Furniture Design


A look at twentieth-century furniture design requires not only a glance over our shoulder at the traditions and design elements of the nineteenth century but also a peek into futuristic possibilities. Prior to the twentieth century, furniture was mainly produced on a semi-artisanal basis, and though the designs were not necessarily mass-produced, they were often produced in multiples. The materials of construction were mostly wood and metal, with generally high levels of craftsmanship apparent in the delicate curves and inlaid veneers. The increased industrialization during and after both World Wars brought with it sweeping effects on the cultural environment, and along with it, new aesthetic opportunities. With the proliferation of such technological innovations as automobiles and airplanes, the public consciousness imbibed a "machinic" aesthetic that would characterize much of Modern design. The highly ornamented Art Nouveau pieces, from the curvilinear wisps of the classic Thonet chairs to the biomorphic furnishings of Riemerschmid and Bugati, were fading into the background. Marching in were the smooth geometric styles of Rietveld and Wright, which utilized tubular steel, primary colors, and rectilinear surfaces of both hard and soft materials. Though the Great Wars brought Europe and American much closer culturally, the dialogue between European and American design trends was virtually non-existent prior to this point (though in some ways each was heading in a similar yet independent direction).

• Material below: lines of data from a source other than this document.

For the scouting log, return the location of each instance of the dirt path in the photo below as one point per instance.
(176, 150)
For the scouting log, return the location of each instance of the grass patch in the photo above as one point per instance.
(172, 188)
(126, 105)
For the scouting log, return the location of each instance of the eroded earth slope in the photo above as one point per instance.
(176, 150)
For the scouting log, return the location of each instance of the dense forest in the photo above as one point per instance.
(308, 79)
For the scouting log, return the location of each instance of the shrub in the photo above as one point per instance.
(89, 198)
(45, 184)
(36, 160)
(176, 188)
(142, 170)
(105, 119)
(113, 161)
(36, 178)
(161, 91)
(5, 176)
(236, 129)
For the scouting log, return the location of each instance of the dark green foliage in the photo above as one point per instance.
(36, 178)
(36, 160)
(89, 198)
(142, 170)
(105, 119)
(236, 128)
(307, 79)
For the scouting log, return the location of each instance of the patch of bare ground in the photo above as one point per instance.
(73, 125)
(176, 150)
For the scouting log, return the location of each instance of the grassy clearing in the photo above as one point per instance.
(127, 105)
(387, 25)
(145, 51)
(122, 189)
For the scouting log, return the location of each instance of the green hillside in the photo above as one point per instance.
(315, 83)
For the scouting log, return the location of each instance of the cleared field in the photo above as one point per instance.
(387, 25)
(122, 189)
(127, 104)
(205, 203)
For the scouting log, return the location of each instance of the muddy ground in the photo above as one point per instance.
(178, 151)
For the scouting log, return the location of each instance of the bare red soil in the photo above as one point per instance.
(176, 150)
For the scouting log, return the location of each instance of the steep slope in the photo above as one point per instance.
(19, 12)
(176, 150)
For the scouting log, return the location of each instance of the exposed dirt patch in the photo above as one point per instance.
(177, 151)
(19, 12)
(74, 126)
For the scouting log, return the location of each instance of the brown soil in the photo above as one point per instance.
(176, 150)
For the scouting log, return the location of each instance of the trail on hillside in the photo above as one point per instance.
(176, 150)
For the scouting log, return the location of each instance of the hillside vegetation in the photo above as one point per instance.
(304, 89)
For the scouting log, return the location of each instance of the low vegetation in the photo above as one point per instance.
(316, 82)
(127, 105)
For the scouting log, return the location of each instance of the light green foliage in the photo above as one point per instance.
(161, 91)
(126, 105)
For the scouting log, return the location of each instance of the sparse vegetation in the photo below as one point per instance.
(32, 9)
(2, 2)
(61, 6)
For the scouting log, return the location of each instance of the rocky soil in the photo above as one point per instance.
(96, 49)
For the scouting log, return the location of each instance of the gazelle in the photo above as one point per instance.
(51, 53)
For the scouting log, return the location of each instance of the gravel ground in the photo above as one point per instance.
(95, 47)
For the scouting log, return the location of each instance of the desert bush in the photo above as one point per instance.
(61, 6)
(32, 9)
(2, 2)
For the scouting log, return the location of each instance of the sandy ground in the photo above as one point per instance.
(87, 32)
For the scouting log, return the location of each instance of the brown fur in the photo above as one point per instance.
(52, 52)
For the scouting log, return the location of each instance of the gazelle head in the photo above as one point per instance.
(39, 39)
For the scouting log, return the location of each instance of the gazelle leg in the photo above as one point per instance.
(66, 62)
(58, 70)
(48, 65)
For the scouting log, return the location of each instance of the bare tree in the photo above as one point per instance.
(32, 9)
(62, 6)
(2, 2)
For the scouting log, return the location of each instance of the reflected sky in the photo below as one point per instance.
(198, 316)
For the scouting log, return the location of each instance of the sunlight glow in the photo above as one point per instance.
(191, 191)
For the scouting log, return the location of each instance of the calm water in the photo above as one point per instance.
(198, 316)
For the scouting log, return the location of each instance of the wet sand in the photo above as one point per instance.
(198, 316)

Once the swervy-curvy stranglehold of eighteenth and nineteeth-century furniture design was broken, the floodgates were opened as designers and manufacturers pushed their designs further and faster into a new era of modernity. Though mass production was sure to be the vogue, not all designers embraced the new paradigm so wholeheartedly; dissenters on both sides of the Atlantic fought diligently to redefine the direction modern furniture was quickly taking. Designers have generally acted as both judge and jury, taking the opportunity to embrace or question the "mode du jour." Today, designers such as Marc Newson, Andrea Branzi, and Ron Arad continue to question our cultural assumptions about furniture, with designs ranging from the space-age Aeron office chair to the re-emergence of the classics of the Eameses.